Prior to joining The Howdy Doody Show, Nicholson formed the studio Soundac, which is best known for producing the animated series Colonel Bleep. After Nicholson left, Robert D. Buchanan took his place.

Nicholson got his nickname of "Nick" on the show, as there were up to six men named "Bob" on the cast and crew at any given time.

He was also kept busy at NBC as a staff conductor of the NBC Symphony for ten years, including the early (pre-Doc Severinsen) years of "The Tonight Show", when Skitch Henderson wasn't available for the show. He also did musical arrangements for various NBC shows and for many performers. Along with Muir under their company "Nicholson-Muir Productions", he helped create and produce several game shows, most notably the first two versions of The Newlywed Game.

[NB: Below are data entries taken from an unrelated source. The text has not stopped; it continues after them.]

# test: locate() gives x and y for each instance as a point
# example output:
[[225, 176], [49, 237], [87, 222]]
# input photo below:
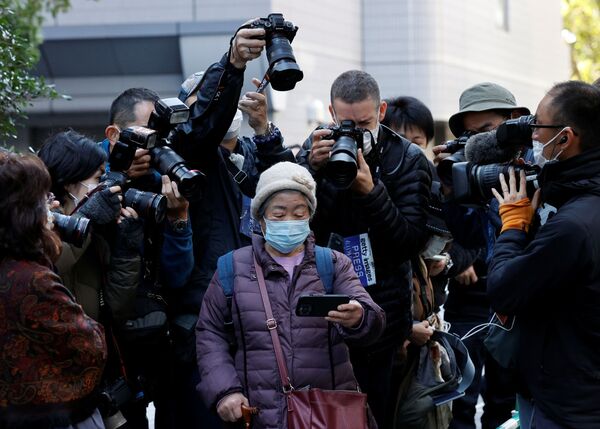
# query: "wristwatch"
[[449, 263], [179, 225]]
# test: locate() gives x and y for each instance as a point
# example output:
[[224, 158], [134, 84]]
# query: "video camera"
[[156, 138], [342, 166], [473, 183], [455, 147], [283, 71], [489, 154]]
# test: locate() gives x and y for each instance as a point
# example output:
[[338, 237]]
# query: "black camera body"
[[283, 72], [516, 132], [473, 183], [457, 148], [342, 166], [148, 205], [156, 138], [72, 229]]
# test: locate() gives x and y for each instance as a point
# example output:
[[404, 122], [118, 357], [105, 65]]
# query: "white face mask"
[[538, 151], [367, 139]]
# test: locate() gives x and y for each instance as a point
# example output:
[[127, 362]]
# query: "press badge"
[[358, 249], [248, 225]]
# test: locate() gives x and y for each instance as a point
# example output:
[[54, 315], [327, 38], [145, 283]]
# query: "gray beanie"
[[284, 176]]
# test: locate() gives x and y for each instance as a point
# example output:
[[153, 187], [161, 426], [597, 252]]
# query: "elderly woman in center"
[[314, 348]]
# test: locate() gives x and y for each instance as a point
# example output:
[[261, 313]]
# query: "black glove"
[[129, 238], [102, 207]]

Nicholson also assumed the role of Corny Cobb for the revival of Howdy Doody in 1976–1977 and at a 40-year anniversary special in 1987.

Nicholson spent most of the later years of his life as a trombonist, conductor, arranger, and composer. He was one of the founders of the Westchester Philharmonic in 1983, for which he also served as principal conductor, and he was also one of the founders of the Florida Symphonic Pops (later the Boca Raton Symphonic Pops).

==Personal life==

Nicholson was the son of Malcom Nicholson (1890–1967) and Ida Mendelsohn (1893–1980).

He married Jane Torgler in 1942 while in the Army during World War II. They had two children. Mavis Leno is his daughter.

Nicholson died on September 23, 1993, in Jacksonville, Florida.

==Legacy==

Nicholson has a scholarship in his honor, "The Nick Nicholson Music Scholarship Fund", at Palm Beach Community College.